If hybino can be both of these then surely super hypo albino would be the better visual morph. I only have one incubator so is it best to set the thermostat to the temp where i will get mixed sexes?
Finally - can someone answer in simple terms how I go about producing a hybino from the above leos? Thanks, Ben


----------



## Jon2ooo8 (Sep 6, 2008)

Mujician said:


> Hi - I just wanted to check how old, or how heavy a leo should weigh before breeding? NO - i'm not putting them together now! I've been told 55gms for both male and female - is this okay?!


male should be a year old and 50-55 g and female is 55-60+ g.the higher the weight, less chance of egg binding (correct me if im wrong)


----------



## Mujician (Mar 7, 2007)

SleepyD said:


> 55g sounds ok weight-wise ~ I usually wait till 50g-55g, age-wise I don't breed my females until they're at least a year old and some are closer to 18 months ~ males can be mature enough at an earlier age but again I prefer to wait till they're about a year old





Jon2ooo8 said:


> male should be a year old and 50-55 g and female is 55-60+ g.the higher the weight, less chance of egg binding (correct me if im wrong)

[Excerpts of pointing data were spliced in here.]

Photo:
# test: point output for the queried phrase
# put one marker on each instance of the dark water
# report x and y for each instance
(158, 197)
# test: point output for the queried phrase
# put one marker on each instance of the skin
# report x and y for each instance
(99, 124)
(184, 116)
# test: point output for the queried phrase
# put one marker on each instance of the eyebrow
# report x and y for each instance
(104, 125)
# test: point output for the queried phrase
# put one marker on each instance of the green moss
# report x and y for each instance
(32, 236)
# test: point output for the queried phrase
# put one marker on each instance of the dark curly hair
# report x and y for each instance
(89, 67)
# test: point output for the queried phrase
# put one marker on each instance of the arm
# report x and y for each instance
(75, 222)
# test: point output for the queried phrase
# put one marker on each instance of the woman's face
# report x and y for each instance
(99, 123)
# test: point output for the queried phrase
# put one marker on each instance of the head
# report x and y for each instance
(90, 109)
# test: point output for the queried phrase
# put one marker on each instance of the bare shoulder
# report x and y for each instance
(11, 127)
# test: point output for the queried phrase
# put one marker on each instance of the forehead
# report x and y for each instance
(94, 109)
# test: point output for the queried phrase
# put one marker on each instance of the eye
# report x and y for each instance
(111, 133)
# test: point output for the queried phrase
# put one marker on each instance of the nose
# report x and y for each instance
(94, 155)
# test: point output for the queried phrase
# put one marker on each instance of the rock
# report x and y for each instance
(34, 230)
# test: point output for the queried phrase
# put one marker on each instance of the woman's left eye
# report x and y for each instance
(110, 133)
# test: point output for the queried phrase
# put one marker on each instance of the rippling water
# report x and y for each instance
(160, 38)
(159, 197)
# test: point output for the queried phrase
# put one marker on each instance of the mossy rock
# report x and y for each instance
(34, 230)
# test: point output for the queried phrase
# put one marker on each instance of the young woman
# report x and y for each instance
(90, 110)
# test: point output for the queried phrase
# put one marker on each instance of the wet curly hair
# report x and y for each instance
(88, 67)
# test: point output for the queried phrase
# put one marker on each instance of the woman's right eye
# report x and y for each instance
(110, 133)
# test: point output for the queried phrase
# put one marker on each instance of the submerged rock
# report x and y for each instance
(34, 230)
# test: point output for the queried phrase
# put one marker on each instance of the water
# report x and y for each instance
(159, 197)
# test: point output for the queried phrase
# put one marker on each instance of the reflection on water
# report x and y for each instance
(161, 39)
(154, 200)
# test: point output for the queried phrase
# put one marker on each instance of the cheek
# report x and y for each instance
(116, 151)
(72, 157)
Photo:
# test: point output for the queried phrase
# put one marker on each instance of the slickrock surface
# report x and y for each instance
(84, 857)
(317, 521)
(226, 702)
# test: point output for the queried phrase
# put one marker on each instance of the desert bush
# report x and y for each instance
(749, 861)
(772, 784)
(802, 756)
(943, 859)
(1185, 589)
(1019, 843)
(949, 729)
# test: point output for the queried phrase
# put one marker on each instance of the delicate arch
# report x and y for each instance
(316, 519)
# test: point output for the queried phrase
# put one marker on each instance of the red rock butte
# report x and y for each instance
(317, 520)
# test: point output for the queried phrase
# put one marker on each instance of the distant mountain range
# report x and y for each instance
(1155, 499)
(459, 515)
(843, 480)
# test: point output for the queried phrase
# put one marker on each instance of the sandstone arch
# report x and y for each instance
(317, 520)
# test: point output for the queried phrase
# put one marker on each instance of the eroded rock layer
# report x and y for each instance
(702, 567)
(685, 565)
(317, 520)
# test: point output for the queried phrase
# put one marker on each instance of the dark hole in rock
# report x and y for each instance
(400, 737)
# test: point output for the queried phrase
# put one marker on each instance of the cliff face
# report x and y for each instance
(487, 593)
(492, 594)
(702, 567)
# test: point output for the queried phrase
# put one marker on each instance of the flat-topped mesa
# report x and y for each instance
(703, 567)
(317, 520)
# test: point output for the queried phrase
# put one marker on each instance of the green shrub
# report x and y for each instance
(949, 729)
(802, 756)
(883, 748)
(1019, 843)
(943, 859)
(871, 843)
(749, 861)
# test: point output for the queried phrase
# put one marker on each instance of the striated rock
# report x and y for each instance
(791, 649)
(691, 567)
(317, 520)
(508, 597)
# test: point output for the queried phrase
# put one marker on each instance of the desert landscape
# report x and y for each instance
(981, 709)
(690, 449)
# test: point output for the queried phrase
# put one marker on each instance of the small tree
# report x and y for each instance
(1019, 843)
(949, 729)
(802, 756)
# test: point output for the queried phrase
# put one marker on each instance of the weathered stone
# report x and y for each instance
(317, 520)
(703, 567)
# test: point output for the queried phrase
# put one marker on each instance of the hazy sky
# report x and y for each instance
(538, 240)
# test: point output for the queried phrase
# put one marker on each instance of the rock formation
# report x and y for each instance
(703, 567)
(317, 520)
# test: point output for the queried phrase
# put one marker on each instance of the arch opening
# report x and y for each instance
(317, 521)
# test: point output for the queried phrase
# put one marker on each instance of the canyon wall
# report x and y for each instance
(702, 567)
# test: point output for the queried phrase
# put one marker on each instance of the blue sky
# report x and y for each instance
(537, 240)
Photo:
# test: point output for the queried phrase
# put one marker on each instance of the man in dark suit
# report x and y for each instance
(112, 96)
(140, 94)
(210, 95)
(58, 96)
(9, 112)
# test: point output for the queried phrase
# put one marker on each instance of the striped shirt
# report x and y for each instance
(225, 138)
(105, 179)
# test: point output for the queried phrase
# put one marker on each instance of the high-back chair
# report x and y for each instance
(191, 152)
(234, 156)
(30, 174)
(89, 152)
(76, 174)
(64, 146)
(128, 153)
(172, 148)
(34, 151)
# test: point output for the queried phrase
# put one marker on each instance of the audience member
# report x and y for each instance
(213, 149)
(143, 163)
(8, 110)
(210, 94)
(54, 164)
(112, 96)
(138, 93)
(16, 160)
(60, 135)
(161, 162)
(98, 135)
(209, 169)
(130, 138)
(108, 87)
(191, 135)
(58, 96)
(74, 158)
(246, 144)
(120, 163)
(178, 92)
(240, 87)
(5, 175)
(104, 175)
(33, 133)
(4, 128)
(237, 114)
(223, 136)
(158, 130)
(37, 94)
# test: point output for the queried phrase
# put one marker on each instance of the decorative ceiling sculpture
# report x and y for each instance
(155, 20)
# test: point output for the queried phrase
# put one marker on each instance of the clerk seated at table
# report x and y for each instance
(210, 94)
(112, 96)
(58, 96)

Did you check before you wrote Jon? SleepyD answered me thanks!


----------



## Jon2ooo8 (Sep 6, 2008)

oops sorry lol, just read his post and writ away lol didnt bother reading:bash:: victory:


----------



## Mujician (Mar 7, 2007)

Jon2ooo8 said:


> oops sorry lol, just read his post and writ away lol didnt bother reading:bash:: victory:


As nobody else has - you can have first go at answering my second post!:lol2:


----------



## Jon2ooo8 (Sep 6, 2008)

lol thanks:lol2:


----------



## Jon2ooo8 (Sep 6, 2008)

ill try asking somebody about your hybino thing now lol just read through all of thread:Na_Na_Na_Na:


----------



## Jon2ooo8 (Sep 6, 2008)

the persons not online. you'd be better off making a new thread saying,

help needed on how to make a hybino----- or along those lines lol:2thumb:


----------



## Jon2ooo8 (Sep 6, 2008)

p.s. i think hybinos are hypo albinos, and then sunglows are shctb albinos (correct if im wrong)


----------



## Mujician (Mar 7, 2007)

Never heard of a sunglow before! Interesting!


----------



## Jon2ooo8 (Sep 6, 2008)

honestly lol, there the most orange leos i have ever seen lol,the only part thats not orange is about a fifth of their tails


----------



## SleepyD (Feb 13, 2008)

Mujician said:


> I'd like to produce some Hybinos. Is hybino hypo albino, or super hypo albino?
> 
> If hybino can be both of these then surely super hypo albino would be the better visual morph. I only have one incubator so is it best to set the thermostat to the temp where i will get mixed sexes?
> Finally - can someone answer in simple terms how I go about producing a hybino from the above leos? Thanks, Ben


there's been several threads about hybino's etc here's one of them -> http://www.reptileforums.co.uk/lizards/219702-what-will-i-get-i.html 
as to temps for mixed sexes a temp of about 85*F should give you a mixed bunch but there's not really any garentee as to the percentage


----------



## funky1 (Jun 18, 2008)

Technically, a male leo can breed from the age of 6 months (or whenever he can do the deed) so long as he`s big enough to handle himself, and technically, a female`s hormones will start to `kick in` ie become sexually receiptive as soon as she gets around the 35g mark. if she hits 35g or there-abouts at 5 months old, then she`s technically ready, if she doesn`t hit around 35g until 18 months old then she won`t be ready until then coz her hormones won`t have kicked in.
I`m not sayin this is the way to do it - like I said just dealing in technicalities!!! Most breeders, me included, tend to wait until both hit over 50g which is the sensible and responsible thing to do - always better to err on the side of caution, and not put your leos health at risk.


----------



## callumcook (Oct 23, 2008)

male 50-55g and female atleast 100g and a year old but male a bit younger who told you 55g


----------



## kirsten (Jan 13, 2008)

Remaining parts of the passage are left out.